Come quella che si va organizzando intorno a Giuliano Pisapia.

Ho trovato buffa la risposta del Pd alla richiesta, anche un po’ provocatoria, di Pisapia (se facciamo il centrosinistra assieme servono le primarie). Dal Pd gli hanno risposto che nello statuto sta scritto che il segretario del partito è anche il candidato premier. Ma se ti allei con gli altri, il tuo statuto non è lo statuto degli altri, o sbaglio?

Queste comunali rilanceranno anche la trattativa politica nazionale?

A livello nazionale Renzi ha due strade: o un accordo con la sinistra, o un accordo con Berlusconi. Ma questa seconda ipotesi, fatta alla luce del sole, gli porterebbe via troppi voti; gli conviene pensare ad un patto con la sinistra, sia nell’ipotesi improbabile di una legge maggioritaria, sia nell’ipotesi più probabile di una legge proporzionale.

Come si muoverà l’elettorato tra 15 giorni?

Mi aspetto un voto alla francese, cioè con una affluenza ancor più bassa del primo turno. Poi sarà decisivo l’atteggiamento di M5s. A Parma nel 2012 vinse Pizzarotti perché il centrodestra volle dare la spallata al candidato di sinistra (Vincenzo Bernazzoli, ndr). Lo stesso è avvenuto a Roma e a Torino, dove gli elettori di centrodestra hanno senz’altro aiutato Raggi e Appendino. Questa volta siamo sicuri che l’elettore del M5s voglia ricambiare il favore?

Lei cosa risponde?

Può darsi di sì.
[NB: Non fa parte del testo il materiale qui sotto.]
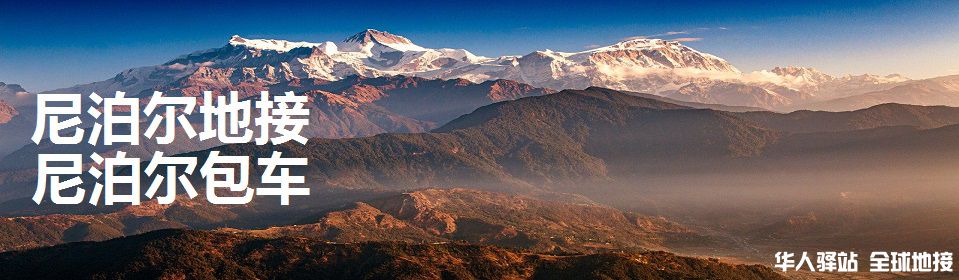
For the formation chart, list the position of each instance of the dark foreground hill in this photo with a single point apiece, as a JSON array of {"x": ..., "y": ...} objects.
[{"x": 183, "y": 254}]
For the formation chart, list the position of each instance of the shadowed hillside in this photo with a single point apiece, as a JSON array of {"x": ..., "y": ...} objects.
[{"x": 204, "y": 255}]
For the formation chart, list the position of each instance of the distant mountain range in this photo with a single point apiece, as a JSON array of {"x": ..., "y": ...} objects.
[
  {"x": 655, "y": 66},
  {"x": 185, "y": 254}
]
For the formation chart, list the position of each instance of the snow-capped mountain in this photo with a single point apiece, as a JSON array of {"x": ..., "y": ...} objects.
[
  {"x": 647, "y": 65},
  {"x": 655, "y": 66},
  {"x": 823, "y": 86}
]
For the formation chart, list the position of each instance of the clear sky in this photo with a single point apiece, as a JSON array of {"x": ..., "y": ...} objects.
[{"x": 51, "y": 45}]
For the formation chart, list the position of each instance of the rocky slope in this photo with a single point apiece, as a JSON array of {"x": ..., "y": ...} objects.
[
  {"x": 477, "y": 217},
  {"x": 935, "y": 91}
]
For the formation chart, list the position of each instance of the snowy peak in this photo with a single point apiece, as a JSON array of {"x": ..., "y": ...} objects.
[
  {"x": 372, "y": 37},
  {"x": 269, "y": 44},
  {"x": 655, "y": 54}
]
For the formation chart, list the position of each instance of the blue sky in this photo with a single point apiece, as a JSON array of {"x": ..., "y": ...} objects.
[{"x": 52, "y": 45}]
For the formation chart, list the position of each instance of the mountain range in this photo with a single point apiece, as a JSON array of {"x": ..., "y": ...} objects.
[{"x": 177, "y": 254}]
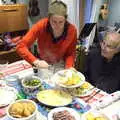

Ma può anche darsi che la parte di sinistra dell’elettorato a 5 stelle torni ad aver paura di una vittoria della destra. 

Possibile?

Sì, perché il movimento di Grillo non ha mai costruito un progetto identitario, se non quello di essere, più o meno apparentemente, contro l’establishment.

Sul blog, Grillo parla di ballottaggi triplicati dal 2012, di “crescita lenta ma inesorabile”. E’ evidente però che i conti non tornano. Cosa starà pensando il leader di M5s?

Grillo potrebbe ritenere di essere stato punito per avere fatto l’accordo elettorale con Renzi e Berlusconi. Il loro elettorato li vuole duri e puri, posto che lo siano, e come si vede non lo sono. Quando la battaglia si trasforma in un tentativo di accordo, gli elettori cominciano a guardarsi intorno e a ragionare in termini di voto sprecato. E poi non dimentichiamo Torino e Roma.

Gestire la cosa pubblica si è rivelato un problema maledettamente complicato.

Sì. A Torino la celebrata Appendino, di fronte all’unica vicenda seria (l’incidente di piazza San Carlo, ndr) ha rivelato un’incapacità di governo paurosa.

E a Roma?

A Roma M5s ha vinto perché poteva solo vincere. La vittoria gli è stata regalata. E le cose non funzionano.

Non mi dirà che crede alla teoria del complotto della Taverna.

No. Roma non è stata una trappola voluta, ma la débâcle della classe dirigente precedente e soprattutto della sinistra. Al momento opportuno, il Campidoglio è toccato alla Raggi. Anche oggi sono convinto che M5s avrebbe preferito la battaglia campale alle politiche e solo quella. 

Le rifaccio la domanda di prima. Come andranno i ballottaggi?

Tutti i candidati di centrodestra che sono in vantaggio secondo me vincono, a meno di un voltafaccia di M5s, la cui antipatia per Renzi è veramente grande. Il centrodestra ha più capacità espansiva e di coalizione del centrosinistra.

A Parma?

Qui potrebbe essere che il centrodestra voglia mandare a casa Pizzarotti. Uno scambio di favori.

Il lato peggiore di questo primo turno?

A Palermo Orlando ha vinto chiedendo la resa a Renzi, che ha ammainato le bandiere perché sporcavano l’immagine del sicuro vincitore. Orlando sa che quella sigla il suo mondo non la sopporta. Per un partito che ambisce a governare è un fatto drammatico. Come si suol dire, fossi in Renzi mi farei una domanda e mi darei una risposta.